Since we are talking plinking and not cc I would go with the Bersa. Fits well in the hand and is very comfortable to shoot, Reasonably priced and comes in assorted models. Beretta 80 series 2nd because of cost.


----------



## mactex (Jan 23, 2007)

I'm going to reiterate rednecksportsman's question because it is necessary for answering your question. Best for what? 

I personally have Bersa 380s (380cc and BT 380) and each has its own strengths and weaknesses. Each .380 ACP on the market will be best at something.


----------



## TheReaper (Nov 14, 2008)

I voted for the Keltec.


----------



## oak1971 (Apr 28, 2008)

I would go with Kahr. The Sig 232 is nice too, if a bit dated. Forget the 238, it's goofy.


----------



## Bisley (Aug 24, 2008)

I voted for the Walther PPS, because being a 9mm Luger, it is far superior to any of the .380's.

But seriously, my requirements for a .380 are simply that it be small enough to conceal in a blue jeans pocket, and that it fires every time I pull the trigger. I have an LCP that fits those requirements, and by adding a CT Laser sighr to it, I have also made it somewhat accurate, inside about 10 yards. Accuracy can be an important factor with a round that is as anemic as the .380.

Any .380 that is no easier to conceal than a 9mm should be replaced with a 9mm.


----------



## recoilguy (Apr 30, 2009)

Kahr......not the least expensive.
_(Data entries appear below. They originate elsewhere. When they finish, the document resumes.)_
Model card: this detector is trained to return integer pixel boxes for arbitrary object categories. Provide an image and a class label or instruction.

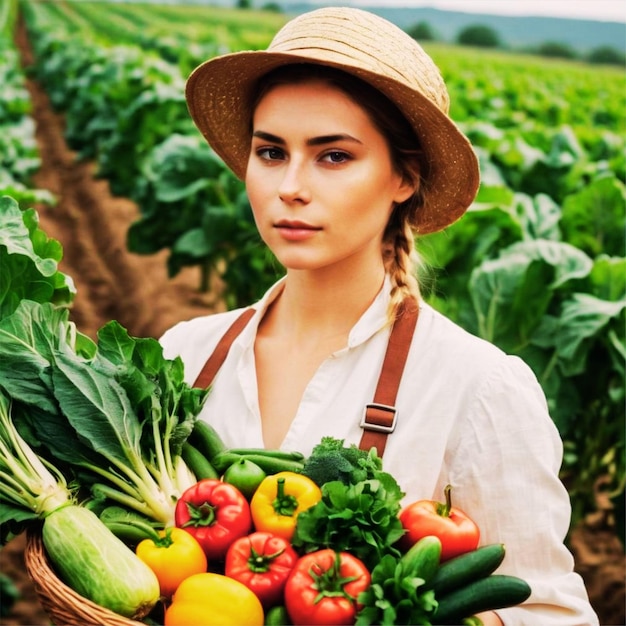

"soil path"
[0,12,626,626]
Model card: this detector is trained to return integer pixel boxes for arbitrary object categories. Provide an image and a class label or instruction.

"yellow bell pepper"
[164,572,265,626]
[250,472,322,541]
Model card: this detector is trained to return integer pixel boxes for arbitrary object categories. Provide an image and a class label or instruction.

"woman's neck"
[265,264,385,341]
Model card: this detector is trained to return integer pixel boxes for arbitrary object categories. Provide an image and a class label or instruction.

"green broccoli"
[302,437,382,487]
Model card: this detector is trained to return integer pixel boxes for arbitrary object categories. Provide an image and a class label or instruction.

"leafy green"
[0,196,76,319]
[0,387,73,545]
[0,300,206,524]
[355,554,437,626]
[292,471,404,570]
[302,437,382,486]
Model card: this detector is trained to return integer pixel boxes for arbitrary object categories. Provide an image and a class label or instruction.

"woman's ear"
[394,157,421,204]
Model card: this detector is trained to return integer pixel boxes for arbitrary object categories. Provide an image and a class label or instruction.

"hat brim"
[186,49,480,234]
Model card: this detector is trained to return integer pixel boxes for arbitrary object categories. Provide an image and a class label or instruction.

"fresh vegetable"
[302,437,382,486]
[213,449,304,474]
[0,196,76,319]
[432,543,505,597]
[399,485,480,561]
[42,504,160,619]
[250,472,322,540]
[292,471,404,570]
[181,441,219,480]
[224,532,298,609]
[175,478,252,563]
[400,535,441,585]
[0,387,159,617]
[135,527,207,598]
[356,536,441,626]
[265,604,291,626]
[165,572,264,626]
[222,457,267,500]
[0,300,206,526]
[95,500,163,547]
[189,420,226,464]
[285,549,370,626]
[432,574,531,624]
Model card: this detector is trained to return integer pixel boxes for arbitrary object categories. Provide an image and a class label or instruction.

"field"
[0,0,626,625]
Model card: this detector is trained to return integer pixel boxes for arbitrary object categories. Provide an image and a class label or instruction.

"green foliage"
[0,196,76,319]
[0,29,54,206]
[587,46,626,68]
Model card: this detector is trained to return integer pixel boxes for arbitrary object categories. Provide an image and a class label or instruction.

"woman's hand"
[476,611,504,626]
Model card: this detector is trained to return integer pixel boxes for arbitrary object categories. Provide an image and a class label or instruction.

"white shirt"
[161,281,598,626]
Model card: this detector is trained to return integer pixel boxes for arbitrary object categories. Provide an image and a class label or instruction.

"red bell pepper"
[399,485,480,562]
[224,531,298,609]
[174,478,252,564]
[285,549,371,626]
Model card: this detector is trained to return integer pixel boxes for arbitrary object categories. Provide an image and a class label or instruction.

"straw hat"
[186,7,479,234]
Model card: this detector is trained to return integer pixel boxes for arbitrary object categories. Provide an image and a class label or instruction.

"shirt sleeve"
[447,356,598,626]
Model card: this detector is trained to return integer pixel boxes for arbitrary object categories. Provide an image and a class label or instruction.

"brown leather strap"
[193,298,419,457]
[193,308,255,389]
[359,298,419,457]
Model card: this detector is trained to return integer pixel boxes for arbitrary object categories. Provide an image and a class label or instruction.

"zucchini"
[188,420,226,463]
[212,450,304,474]
[42,504,160,619]
[432,543,505,598]
[432,574,530,624]
[400,535,441,585]
[181,441,220,480]
[228,448,305,461]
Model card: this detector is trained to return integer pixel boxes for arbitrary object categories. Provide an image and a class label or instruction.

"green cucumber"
[181,441,220,480]
[400,535,441,585]
[188,420,226,463]
[432,543,505,598]
[42,505,160,618]
[432,574,530,624]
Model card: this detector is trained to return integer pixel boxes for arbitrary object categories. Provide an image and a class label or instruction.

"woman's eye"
[256,147,285,161]
[322,150,350,163]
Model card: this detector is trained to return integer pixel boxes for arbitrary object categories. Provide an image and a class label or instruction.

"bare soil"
[0,17,626,626]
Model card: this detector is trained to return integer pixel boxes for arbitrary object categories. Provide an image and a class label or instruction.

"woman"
[162,8,597,626]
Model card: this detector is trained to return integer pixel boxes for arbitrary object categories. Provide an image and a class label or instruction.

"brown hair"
[252,63,423,322]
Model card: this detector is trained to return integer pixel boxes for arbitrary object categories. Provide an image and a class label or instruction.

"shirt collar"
[236,276,391,348]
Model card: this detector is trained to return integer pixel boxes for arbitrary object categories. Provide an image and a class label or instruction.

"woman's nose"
[278,160,311,204]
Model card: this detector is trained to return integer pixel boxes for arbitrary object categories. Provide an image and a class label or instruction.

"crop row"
[0,2,53,206]
[12,0,626,528]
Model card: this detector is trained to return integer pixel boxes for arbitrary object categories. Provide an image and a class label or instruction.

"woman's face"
[246,80,414,270]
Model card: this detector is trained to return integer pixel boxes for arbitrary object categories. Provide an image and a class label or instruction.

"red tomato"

Not the harshest to shot. the best gun on the list in my opinion.

RCG


----------



## Freedom1911 (Oct 22, 2009)

IMHO for your money, with out a doubt the Bersa.
If 380 ammo were not so costly I might think about buying a Thunder 380 Plus, Holds 15 rounds. Very reliable guns at a good price.


----------



## JoeInKS (Jan 17, 2010)

Too bad we can't get the .380 Glock model 25 in this country. Glock reliability and capacity with .380 ammo. C'mon tell me this wouldn't be cool to try.


----------



## ShinerJohn (Feb 21, 2010)

For carry: LCP
For shooting: Bersa Thunder

I voted for the LCP because I carry it a lot more than I shoot my Bersa Thunder.


----------



## gschnarr (Jan 26, 2009)

We have two bersa thunders and a P3AT. I agree that they both have their own places. The bersa is much more pleasent to shoot and more accurate. The KelTec is easier to conceal. My wife loves the P3AT.


----------



## deputy125 (Dec 27, 2009)

i have not had trigger time with all listed.........but the beretta i've tried was sweet for range play.



my personal favorite however is not listed.........cz83


----------



## scooter079 (Feb 24, 2010)

my personal favorite is actually the diamondback 380 check it out pretty sweet


----------



## dondavis3 (Aug 2, 2009)

I carry my Ruger LCP in my front pocket a lot.










I use a DeSantis Nemesis holster.

:smt1099


----------



## Hunter08 (Feb 3, 2010)

I am really liking the Beresa Thunder, I tried out the other day. It might just be my next purchase, after my Black Gun....


----------



## CollinsGTO (Feb 23, 2010)

i voted keltec based on size and weight.


----------



## Zertek (Dec 14, 2009)

I think the new Kahr 380


----------



## CollinsGTO (Feb 23, 2010)

i haven't see the kahr yet... i'll have to look at it.


----------



## Wolvee (Mar 18, 2010)

LCP hands down


----------



## hideit (Oct 3, 2007)

i just sold my ruger lcp tuesdy night to get a sig 238


----------



## leifglock (Feb 19, 2010)

hideit said:


> i just sold my ruger lcp tuesdy night to get a sig 238


I did the same. I haven't looked back. The P238 is a very nice gun and it shoots like a champ. Mine is incredibly accurate, easy to shoot, and no failures yet (150 rounds of FMJ and 50 rounds of JHP).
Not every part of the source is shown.